A total of 1,111 gravity stations were occupied in a rectangular area approximately 137 miles long and 23 miles wide in eastern New York, central Vermont, and central New Hampshire. The survey was carried out for the primary purpose of supplementing geologic data and contributing toward the solution of local and regional structural problems. Where possible, an areal coverage method of surveying was used, and stations were located at intervals ranging from 1 to 1½ miles. The relative accuracy of the gravity measurements is approximately 1 milligal. Simple Bouguer anomalies were obtained by the usual method of reduction. Although the stations were not corrected for terrain effects for the regional analysis, this factor was taken into consideration for local analyses.
Several hypotheses are examined in an attempt to relate a large negative Bouguer anomaly field with the tectonic history of the Middlebury synclinorium, and an associated relative gravity high with the Green Mountain anticlinorium. The theory of warping of the crustal layers is applied to this region. The possibility of high-angle thrust faulting of the crust is also considered. Calculations show that the maximum amplitude of the downwarp at the base of the granitic and intermediate layers beneath the Champlain lowland is approximately 16,000 feet. This amplitude is of the same order of magnitude as the depth to the Precambrian basement in the Middlebury synclinorium.
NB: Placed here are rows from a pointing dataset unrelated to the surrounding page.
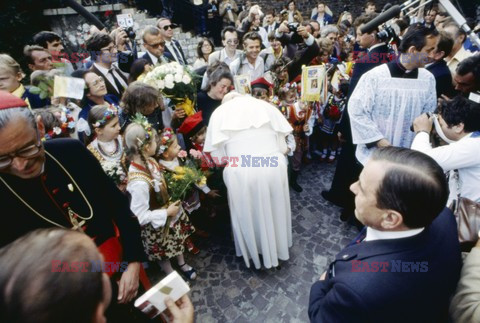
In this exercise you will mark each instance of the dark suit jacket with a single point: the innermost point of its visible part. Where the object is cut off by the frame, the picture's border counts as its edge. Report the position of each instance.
(48, 194)
(421, 296)
(111, 88)
(169, 55)
(443, 78)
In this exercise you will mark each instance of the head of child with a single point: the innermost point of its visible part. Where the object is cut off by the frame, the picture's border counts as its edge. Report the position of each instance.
(103, 120)
(288, 94)
(10, 73)
(168, 147)
(141, 98)
(140, 140)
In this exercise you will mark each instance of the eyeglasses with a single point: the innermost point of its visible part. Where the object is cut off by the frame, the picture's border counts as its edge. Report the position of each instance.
(110, 49)
(26, 153)
(258, 93)
(98, 81)
(167, 27)
(162, 44)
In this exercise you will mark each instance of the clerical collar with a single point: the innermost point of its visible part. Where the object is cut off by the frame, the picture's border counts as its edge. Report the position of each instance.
(399, 71)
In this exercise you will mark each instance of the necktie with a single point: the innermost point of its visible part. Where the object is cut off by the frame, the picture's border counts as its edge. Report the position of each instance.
(361, 236)
(177, 53)
(118, 84)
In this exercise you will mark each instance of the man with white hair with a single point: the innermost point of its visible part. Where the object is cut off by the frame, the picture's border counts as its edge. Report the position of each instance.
(60, 183)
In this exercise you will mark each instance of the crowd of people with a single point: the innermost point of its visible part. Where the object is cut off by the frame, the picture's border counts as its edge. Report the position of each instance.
(397, 110)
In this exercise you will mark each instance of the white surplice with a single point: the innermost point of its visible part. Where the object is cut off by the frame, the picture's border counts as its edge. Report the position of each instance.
(382, 106)
(258, 193)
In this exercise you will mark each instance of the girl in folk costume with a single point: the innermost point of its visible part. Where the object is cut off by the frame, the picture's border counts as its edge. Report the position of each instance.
(194, 131)
(170, 157)
(299, 115)
(329, 117)
(107, 144)
(164, 227)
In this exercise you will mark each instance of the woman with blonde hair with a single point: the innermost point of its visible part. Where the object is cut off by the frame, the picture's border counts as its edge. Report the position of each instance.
(11, 75)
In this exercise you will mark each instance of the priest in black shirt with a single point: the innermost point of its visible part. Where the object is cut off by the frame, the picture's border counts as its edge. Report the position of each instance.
(59, 183)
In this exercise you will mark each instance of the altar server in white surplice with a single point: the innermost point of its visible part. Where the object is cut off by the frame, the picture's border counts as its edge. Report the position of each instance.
(250, 134)
(389, 97)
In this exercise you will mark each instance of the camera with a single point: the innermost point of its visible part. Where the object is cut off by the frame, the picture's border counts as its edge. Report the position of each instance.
(130, 32)
(293, 26)
(348, 38)
(387, 34)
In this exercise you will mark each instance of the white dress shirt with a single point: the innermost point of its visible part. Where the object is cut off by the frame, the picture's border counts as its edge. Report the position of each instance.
(373, 234)
(463, 155)
(109, 76)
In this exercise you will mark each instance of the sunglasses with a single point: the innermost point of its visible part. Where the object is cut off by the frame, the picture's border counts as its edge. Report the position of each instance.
(167, 27)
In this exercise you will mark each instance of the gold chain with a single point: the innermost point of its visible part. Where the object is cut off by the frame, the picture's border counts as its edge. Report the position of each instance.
(71, 213)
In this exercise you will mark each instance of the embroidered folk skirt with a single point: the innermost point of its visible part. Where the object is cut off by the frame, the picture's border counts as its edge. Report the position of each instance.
(159, 247)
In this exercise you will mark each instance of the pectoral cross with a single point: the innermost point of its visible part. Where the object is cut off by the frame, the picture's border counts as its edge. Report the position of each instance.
(77, 226)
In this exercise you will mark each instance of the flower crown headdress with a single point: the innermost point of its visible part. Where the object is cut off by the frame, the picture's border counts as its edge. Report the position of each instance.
(108, 115)
(141, 120)
(166, 139)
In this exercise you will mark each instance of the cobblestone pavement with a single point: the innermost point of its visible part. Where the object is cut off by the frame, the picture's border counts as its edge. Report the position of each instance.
(227, 291)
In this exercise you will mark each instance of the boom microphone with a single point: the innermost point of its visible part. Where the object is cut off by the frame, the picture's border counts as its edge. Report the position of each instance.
(380, 19)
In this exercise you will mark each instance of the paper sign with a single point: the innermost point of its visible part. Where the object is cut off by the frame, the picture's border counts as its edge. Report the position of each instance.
(242, 84)
(125, 20)
(152, 303)
(68, 87)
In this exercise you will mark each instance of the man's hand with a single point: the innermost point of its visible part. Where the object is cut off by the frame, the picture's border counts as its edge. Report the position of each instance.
(128, 284)
(121, 39)
(181, 312)
(303, 32)
(423, 123)
(283, 28)
(383, 143)
(213, 194)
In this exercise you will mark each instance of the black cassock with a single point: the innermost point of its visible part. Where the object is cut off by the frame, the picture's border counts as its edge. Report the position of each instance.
(50, 194)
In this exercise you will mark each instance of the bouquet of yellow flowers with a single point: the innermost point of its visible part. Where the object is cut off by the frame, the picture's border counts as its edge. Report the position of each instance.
(182, 179)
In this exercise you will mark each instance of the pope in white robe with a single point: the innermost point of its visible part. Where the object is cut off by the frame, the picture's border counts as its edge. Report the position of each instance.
(251, 135)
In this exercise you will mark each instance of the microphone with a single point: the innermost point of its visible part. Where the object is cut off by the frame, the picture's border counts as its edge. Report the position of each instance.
(380, 19)
(387, 6)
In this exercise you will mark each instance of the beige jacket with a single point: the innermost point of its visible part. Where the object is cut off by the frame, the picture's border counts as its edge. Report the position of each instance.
(465, 305)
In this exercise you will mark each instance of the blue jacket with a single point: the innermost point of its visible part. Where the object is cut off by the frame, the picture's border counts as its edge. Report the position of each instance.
(421, 274)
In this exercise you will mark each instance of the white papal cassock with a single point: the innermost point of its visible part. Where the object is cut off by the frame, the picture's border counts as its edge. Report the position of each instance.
(254, 131)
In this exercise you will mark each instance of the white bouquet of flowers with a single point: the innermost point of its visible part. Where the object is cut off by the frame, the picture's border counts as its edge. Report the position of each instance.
(115, 171)
(176, 82)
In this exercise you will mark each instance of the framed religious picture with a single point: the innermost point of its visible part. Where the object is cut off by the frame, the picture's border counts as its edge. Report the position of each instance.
(242, 84)
(312, 82)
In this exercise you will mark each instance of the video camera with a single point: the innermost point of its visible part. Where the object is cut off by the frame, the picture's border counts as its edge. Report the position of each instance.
(130, 32)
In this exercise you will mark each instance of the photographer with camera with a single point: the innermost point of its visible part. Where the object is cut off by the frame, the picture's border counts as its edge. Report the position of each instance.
(321, 15)
(459, 122)
(296, 39)
(228, 12)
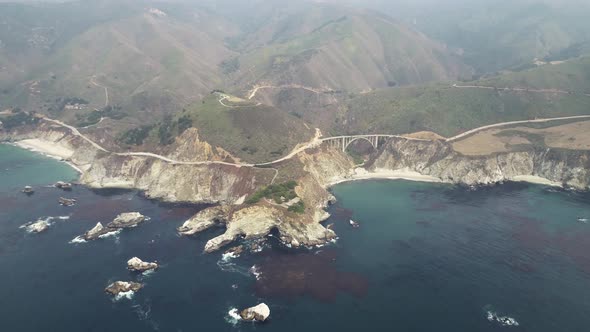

A gravity high over the Taconic allochthone indicates that the high density slates of the Taconic sequence attain their maximum thickness in the eastern part of the thrust sheet. Because the structure of the Taconic klippe is similar to that of the Middlebury synclinorium, the rocks of the thrust sheet were probably folded concurrently with those of the synclinorium. Consequently, the Taconic thrust appears to have been emplaced prior to the close of the orogeny in the Green Mountain region.
The north-south trending regional anomalies in the Green Mountains decrease eastward to a broad gravity low in the Connecticut Valley. In the latter area, the anomaly trends swing around to the northeast before attaining east-west trends in central and eastern New Hampshire.
Differences in residual anomalies as high as −5 milligals are associated with a series of domal uplifts in eastern Vermont. These anomalies must result from a mass of low density rock which occurs beneath the high density metamorphic rocks at the surface. Calculations show that the depth to the core rocks probably ranges from 1000 to 2500 feet. An analysis of gravity minima associated with the granite core of the Lebanon dome (−13 milligals) and the core rocks of the Mascoma dome (−10 milligals) yields information as to the shape of the plutons at depth. Calculations also show that the core rocks of these domes persist to depths which are the same order of magnitude as those of the domes of eastern Vermont (12,000 to 16,000 feet). Consequently, the core rocks may be either intrusions or uplifts of a low density rock which occurs at depth throughout the region.
Because local gravity anomalies in central and eastern New Hampshire are obscured by a regional gravity low centered over the White Mountains, a residual anomaly map was prepared for this region. Computations indicate that the schists of the Littleton formation are cut off at relatively shallow depths (3500 to 8700 feet) by one or more of the magma series which occur in central New Hampshire.